De onbekendheid van het bezit betekent gebrek aan houvast voor ministers en parlement bij het nemen van beslissingen over beleid en begrotingen. Hoe kan je immers bepalen of beleidsambities haalbaar zijn als je geen zicht hebt op de stand en staat van de bezittingen die je daarbij kunt inzetten? En hoe kan je, als dat zicht ontbreekt, weten hoeveel geld nodig is voor beheer en onderhoud? Is het een wonder dat beheer en onderhoud van bezittingen nogal eens wordt verwaarloosd, als ministers zich over de door hen beheerde bezittingen niet hoeven te verantwoorden?

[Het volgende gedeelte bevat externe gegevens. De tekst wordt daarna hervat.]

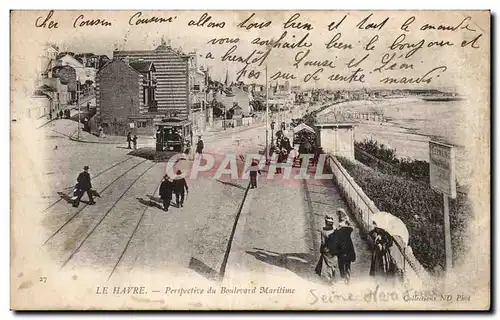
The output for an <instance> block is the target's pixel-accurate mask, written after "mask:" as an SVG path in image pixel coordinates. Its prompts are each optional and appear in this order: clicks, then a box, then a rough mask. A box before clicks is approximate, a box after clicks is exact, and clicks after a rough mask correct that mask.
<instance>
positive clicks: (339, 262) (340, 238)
mask: <svg viewBox="0 0 500 320" xmlns="http://www.w3.org/2000/svg"><path fill="white" fill-rule="evenodd" d="M337 215H338V219H339V224H338V226H337V228H336V229H335V231H334V242H335V244H334V246H335V253H336V255H337V261H338V266H339V272H340V277H341V278H342V279H344V281H345V283H349V281H350V279H351V263H352V262H354V261H356V251H355V250H354V244H353V243H352V239H351V233H352V231H353V228H352V227H351V224H350V222H349V218H348V217H347V214H346V212H345V211H344V209H342V208H338V209H337Z"/></svg>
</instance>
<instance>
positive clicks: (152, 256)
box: [38, 120, 368, 283]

Bedrijven en burgers hebben daar behoorlijk last van. Verouderde ict kan de kwaliteit van de dienstverlening aantasten. Of passeert u in een vrachtauto dagelijks de Haringvlietbrug, dan baalt u dat het onderhoud van de A29 zo ingrijpend moet gebeuren. Belangrijkste reden: Rijkswaterstaat heeft de renovatie te lang uitgesteld, door onvoldoende inzicht in de staat van de brug. Bent u beroepsmilitair, dan is het achterstallig onderhoud van de Defensiegebouwen u vast opgevallen. De minister en legerleiding hebben hierin al jaren weinig inzicht. De Algemene Rekenkamer wees er recent opnieuw op dat de minister hier echt meer werk van moet maken.

‘Wat is de actuele waarde van de gasvoorraden in Groningen, nu daar versneld op afgeschreven moet worden?’
Zulk inzicht kan het politieke debat beïnvloeden. Sprekend voorbeeld: de lange discussie over vervanging van de F16-straaljagers door JSF-toestellen. De Koninklijke Luchtmacht wilde er aanvankelijk veel bestellen. De minister informeerde de Kamerleden over de aanschafkosten, maar meldde weinig over exploitatie- en onderhoudsbudgetten. Onderzoek van de Algemene Rekenkamer – ook kijkend naar de ervaringen in andere landen – toonde de toekomstige uitgaven aan voor het gebruik en onderhoud voor 30 jaar. Dat zou zodanig beslag leggen op de beschikbare middelen van Defensie dat investeringen bij de landmacht en de marine in het gedrang komen. Uiteindelijk besluiten kabinet en Kamer tientallen JSF-toestellen minder aan te schaffen.

Investeringsuitgaven in onder meer infrastructuur, gebouwen, vervoermiddelen, ict en innovatie bij het Rijk leveren naast lusten dus ook lasten op. Inzicht in de actuele waarde daarvan is hard nodig. Sla het onderzoeksrapport ‘Zicht op rijksbezit’ van de Algemene Rekenkamer er maar op na. Wat is de actuele waarde van zand- en grindvoorraden? Wat van de gasvoorraden in Groningen, nu daar versneld op afgeschreven moet worden? Maar ook: wat is de waarde van de uit te geven vergunningen voor de huur van tankstations langs rijkswegen of de veiling van etherfrequenties aan telecombedrijven? En wat moet de rijksoverheid nu eigenlijk betalen voor onderhoud aan paleismeubilair?

Formatiegeluiden

Dat inzicht kan en moet beter. Juist nu. Geluiden uit de kabinetsformatie doen vermoeden dat we aan de vooravond staan van grote investeringen, via de rijksbegroting of fondsen, in onder andere energietransitie, mobiliteit en bescherming tegen de stijgende zeespiegel. Meer investeren betekent meer bezittingen voor de rijksoverheid. Kabinet en Kamer doen er goed aan te zorgen voor betere informatie over de actuele waarde. In het belang van burgers en bedrijven.